Noi di Noisey abbiamo deciso di fermarci un attimo a guardare lo stato attuale del divertimento notturno di Milano, con un focus sulle attività più sperimentali, e capire in che punto ci troviamo. Per farlo bene abbiamo scelto di intervistare chi è coinvolto quotidianamente (in vario modo) nelle serate, nei club e nelle feste che costellano la città.

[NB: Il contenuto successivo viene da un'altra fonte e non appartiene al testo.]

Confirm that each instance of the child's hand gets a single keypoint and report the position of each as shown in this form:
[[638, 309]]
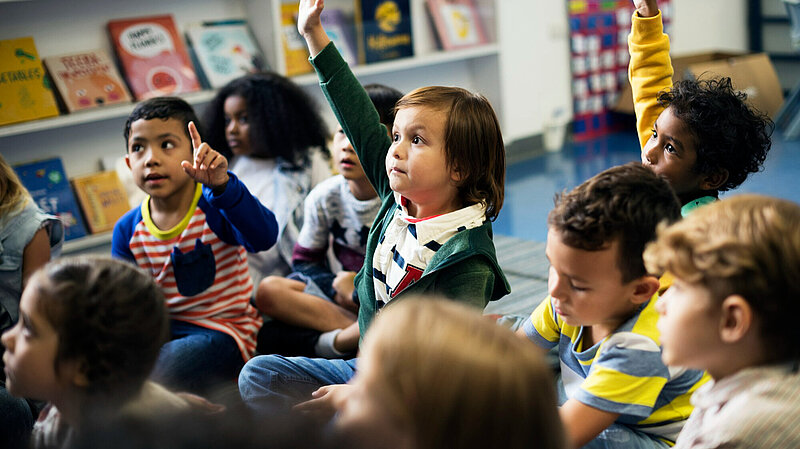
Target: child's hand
[[344, 284], [646, 8], [310, 26], [209, 168], [325, 401]]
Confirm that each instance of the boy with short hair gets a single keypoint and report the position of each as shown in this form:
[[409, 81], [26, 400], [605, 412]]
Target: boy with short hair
[[700, 135], [732, 310], [601, 315], [191, 233]]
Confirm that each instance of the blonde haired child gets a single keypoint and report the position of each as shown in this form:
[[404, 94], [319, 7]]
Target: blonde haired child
[[28, 238], [440, 177], [435, 373], [89, 333], [732, 310]]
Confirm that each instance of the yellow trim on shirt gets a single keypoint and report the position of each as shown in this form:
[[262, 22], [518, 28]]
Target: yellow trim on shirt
[[177, 229]]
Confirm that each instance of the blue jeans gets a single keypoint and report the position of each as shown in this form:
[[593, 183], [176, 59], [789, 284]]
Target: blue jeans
[[273, 383], [197, 359]]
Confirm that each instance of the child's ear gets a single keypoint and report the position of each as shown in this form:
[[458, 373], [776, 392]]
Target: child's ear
[[736, 319], [644, 288], [715, 180]]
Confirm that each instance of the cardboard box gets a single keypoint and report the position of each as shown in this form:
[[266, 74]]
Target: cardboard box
[[752, 73]]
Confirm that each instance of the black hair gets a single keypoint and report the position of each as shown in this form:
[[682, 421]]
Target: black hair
[[384, 98], [284, 121], [163, 108], [730, 134]]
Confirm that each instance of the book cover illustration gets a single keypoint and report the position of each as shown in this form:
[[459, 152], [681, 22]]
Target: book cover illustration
[[86, 80], [102, 198], [25, 91], [457, 23], [340, 29], [48, 185], [295, 52], [385, 30], [223, 51], [153, 57]]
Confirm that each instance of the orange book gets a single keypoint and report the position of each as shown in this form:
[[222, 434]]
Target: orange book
[[102, 199], [86, 80], [153, 57]]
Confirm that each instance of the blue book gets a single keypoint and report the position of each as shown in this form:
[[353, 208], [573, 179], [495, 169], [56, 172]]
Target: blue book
[[386, 30], [47, 183]]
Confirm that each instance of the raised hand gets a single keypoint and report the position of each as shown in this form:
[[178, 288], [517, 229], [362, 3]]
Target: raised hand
[[209, 167], [310, 26], [646, 8]]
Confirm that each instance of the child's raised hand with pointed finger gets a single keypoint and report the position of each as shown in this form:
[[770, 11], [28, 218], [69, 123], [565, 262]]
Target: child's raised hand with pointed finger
[[209, 167]]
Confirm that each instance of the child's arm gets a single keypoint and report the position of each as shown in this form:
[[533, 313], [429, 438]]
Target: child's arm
[[650, 69], [348, 99], [245, 221], [583, 423]]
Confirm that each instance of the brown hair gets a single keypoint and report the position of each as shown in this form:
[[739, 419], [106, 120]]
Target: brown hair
[[109, 316], [473, 142], [747, 245], [626, 202], [13, 195], [456, 379]]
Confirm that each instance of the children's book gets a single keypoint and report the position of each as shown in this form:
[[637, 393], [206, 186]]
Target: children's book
[[48, 185], [152, 56], [102, 198], [295, 52], [25, 91], [385, 29], [223, 51], [457, 23], [341, 30], [86, 80]]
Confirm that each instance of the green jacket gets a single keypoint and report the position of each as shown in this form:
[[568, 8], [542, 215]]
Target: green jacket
[[465, 268]]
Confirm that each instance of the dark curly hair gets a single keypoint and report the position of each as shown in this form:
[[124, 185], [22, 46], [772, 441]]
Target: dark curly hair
[[284, 119], [626, 202], [163, 108], [730, 134], [110, 317]]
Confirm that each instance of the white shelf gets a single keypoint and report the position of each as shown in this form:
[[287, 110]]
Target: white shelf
[[88, 242], [118, 111]]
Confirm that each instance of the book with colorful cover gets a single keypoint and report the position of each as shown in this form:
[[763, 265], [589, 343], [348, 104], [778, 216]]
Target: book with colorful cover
[[102, 198], [295, 52], [47, 183], [457, 23], [385, 30], [340, 29], [153, 57], [25, 90], [223, 51], [87, 79]]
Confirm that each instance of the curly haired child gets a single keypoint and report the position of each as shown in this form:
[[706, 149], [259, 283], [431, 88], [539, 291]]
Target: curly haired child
[[89, 332], [732, 310], [275, 138], [700, 135]]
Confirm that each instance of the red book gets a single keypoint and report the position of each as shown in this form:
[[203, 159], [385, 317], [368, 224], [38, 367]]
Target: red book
[[153, 57]]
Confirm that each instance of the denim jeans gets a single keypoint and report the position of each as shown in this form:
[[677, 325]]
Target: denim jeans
[[271, 384], [197, 359]]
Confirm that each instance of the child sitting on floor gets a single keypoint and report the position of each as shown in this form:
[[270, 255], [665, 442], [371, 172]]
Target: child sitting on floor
[[436, 374], [89, 332], [440, 178], [311, 306], [191, 234], [732, 310], [701, 136], [601, 313]]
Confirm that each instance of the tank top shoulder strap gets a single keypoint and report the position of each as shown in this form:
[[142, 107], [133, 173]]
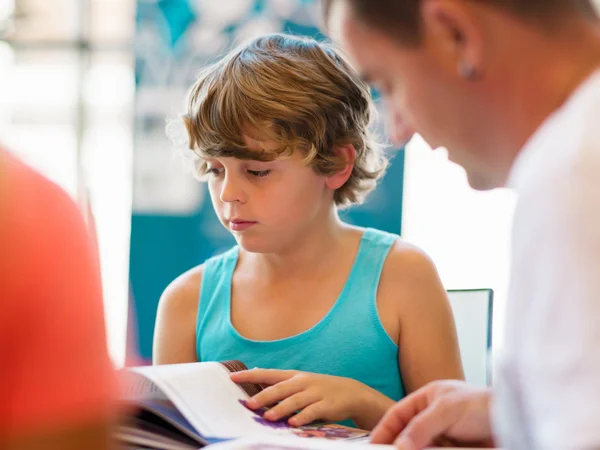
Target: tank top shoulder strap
[[216, 285]]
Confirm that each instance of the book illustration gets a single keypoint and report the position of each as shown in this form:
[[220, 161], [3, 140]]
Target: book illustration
[[182, 406], [316, 430]]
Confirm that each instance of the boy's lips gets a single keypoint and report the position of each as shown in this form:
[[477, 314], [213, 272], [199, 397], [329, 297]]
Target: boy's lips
[[241, 224]]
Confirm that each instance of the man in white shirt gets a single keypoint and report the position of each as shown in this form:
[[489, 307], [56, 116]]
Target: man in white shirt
[[512, 89]]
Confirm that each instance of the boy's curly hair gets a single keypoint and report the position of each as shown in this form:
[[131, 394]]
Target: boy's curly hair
[[298, 92]]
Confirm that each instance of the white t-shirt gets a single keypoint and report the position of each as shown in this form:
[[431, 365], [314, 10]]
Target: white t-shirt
[[547, 386]]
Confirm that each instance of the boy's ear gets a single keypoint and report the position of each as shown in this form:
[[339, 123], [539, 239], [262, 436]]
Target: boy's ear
[[347, 154]]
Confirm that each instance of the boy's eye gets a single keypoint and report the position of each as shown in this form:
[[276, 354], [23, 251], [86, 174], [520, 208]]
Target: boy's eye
[[259, 173]]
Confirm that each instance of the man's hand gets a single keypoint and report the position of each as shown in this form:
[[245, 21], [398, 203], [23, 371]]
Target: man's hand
[[442, 411]]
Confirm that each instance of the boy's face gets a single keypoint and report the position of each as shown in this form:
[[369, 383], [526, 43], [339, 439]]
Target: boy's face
[[267, 205]]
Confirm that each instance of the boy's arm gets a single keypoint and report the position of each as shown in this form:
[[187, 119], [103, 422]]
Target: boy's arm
[[427, 335], [175, 329]]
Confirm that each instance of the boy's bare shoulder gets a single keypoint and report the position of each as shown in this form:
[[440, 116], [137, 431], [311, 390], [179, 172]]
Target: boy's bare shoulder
[[183, 294], [405, 260], [409, 273]]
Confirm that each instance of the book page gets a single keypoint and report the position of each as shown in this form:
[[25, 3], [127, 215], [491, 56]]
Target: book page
[[137, 386], [207, 397], [215, 406]]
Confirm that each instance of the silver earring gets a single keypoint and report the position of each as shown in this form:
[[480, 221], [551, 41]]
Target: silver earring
[[467, 71]]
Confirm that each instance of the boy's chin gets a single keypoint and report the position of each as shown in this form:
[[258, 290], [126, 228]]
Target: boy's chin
[[254, 244]]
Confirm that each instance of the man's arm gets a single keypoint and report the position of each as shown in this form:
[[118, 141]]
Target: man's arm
[[61, 384]]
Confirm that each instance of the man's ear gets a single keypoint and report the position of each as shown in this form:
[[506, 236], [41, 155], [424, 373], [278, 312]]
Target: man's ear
[[455, 27], [347, 154]]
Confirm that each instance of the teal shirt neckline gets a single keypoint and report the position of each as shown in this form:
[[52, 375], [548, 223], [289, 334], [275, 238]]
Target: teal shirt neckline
[[349, 341], [306, 334]]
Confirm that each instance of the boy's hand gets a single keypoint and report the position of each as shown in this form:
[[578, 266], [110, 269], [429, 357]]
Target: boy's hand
[[312, 396]]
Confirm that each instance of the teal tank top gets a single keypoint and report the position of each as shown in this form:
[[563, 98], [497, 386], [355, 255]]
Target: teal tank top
[[349, 341]]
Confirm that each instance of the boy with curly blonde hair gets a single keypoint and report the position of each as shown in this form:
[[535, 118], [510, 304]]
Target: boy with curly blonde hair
[[342, 321]]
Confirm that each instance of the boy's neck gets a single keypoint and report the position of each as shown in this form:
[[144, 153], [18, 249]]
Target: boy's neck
[[316, 248]]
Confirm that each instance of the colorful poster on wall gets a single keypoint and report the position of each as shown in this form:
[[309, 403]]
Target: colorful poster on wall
[[173, 225]]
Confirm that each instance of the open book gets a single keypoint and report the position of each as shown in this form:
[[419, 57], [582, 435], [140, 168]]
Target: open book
[[185, 406]]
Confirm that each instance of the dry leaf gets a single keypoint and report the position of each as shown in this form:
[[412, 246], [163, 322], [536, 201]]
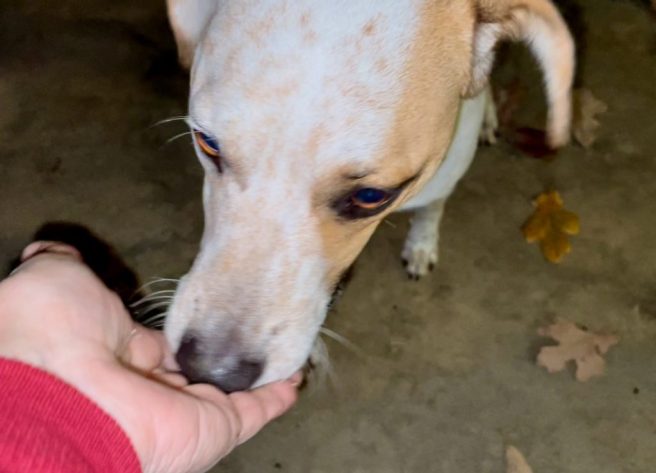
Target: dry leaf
[[585, 124], [550, 224], [515, 461], [574, 344]]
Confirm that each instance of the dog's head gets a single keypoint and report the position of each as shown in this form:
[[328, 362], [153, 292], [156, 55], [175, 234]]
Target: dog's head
[[314, 120]]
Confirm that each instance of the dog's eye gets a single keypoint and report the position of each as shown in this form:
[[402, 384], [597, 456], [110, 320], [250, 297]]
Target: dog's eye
[[370, 198], [364, 202], [209, 146]]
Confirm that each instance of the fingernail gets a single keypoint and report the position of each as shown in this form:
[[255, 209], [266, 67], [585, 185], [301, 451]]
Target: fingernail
[[296, 379]]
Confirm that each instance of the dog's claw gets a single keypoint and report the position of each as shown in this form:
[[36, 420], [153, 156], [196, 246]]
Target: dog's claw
[[419, 260]]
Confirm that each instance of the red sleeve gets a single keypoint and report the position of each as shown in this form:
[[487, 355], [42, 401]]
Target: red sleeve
[[47, 426]]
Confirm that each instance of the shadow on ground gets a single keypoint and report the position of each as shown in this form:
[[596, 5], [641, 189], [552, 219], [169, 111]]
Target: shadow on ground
[[447, 377]]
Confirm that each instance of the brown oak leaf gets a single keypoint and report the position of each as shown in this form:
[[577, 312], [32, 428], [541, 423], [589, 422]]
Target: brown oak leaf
[[575, 344], [515, 461], [584, 123], [550, 224]]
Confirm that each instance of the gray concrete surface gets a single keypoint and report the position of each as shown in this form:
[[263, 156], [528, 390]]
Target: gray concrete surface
[[447, 375]]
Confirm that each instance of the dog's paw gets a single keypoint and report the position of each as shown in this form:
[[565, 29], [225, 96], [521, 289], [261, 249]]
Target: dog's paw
[[419, 257]]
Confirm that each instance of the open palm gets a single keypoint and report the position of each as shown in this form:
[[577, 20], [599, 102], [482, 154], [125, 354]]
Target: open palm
[[58, 316]]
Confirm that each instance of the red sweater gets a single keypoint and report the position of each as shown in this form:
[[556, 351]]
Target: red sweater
[[47, 426]]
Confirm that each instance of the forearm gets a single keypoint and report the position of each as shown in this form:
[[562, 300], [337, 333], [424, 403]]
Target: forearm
[[49, 427]]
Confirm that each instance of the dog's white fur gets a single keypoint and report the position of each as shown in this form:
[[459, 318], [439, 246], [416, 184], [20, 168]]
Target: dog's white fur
[[303, 94]]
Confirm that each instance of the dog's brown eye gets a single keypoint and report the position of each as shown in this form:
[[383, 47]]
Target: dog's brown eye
[[369, 198], [209, 146], [365, 202]]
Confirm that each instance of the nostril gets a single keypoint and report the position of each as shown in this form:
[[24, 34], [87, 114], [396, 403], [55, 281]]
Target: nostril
[[188, 357], [226, 371]]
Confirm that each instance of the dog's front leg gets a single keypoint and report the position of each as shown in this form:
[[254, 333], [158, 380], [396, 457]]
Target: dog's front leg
[[420, 252]]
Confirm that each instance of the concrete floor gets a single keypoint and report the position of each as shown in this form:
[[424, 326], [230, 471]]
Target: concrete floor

Abbiamo quindi interagito con alcuni e alcune ex partecipanti di Tavolo Suono—il gruppo di persone che si è occupato della proposta musicale di Macao—in particolare Manuella, Barbara, Gian Maria, Francesco E. e Giulia, che hanno raccontato la loro esperienza diretta con il peso culturale che la palazzina di viale Molise ha sempre avuto e con le conseguenze della sua scomparsa. Come richiesto, ci teniamo a sottolineare che le opinioni uscite dal confronto con queste persone non sono espressione del collettivo, bensì di alcuni singoli individui che vi hanno preso parte negli anni. Dall’ascolto delle loro voci sono infatti emersi pensieri talvolta contrastanti, che riflettono la complessità delle dinamiche caratteristiche di una realtà sfaccettata e inclusiva come Macao.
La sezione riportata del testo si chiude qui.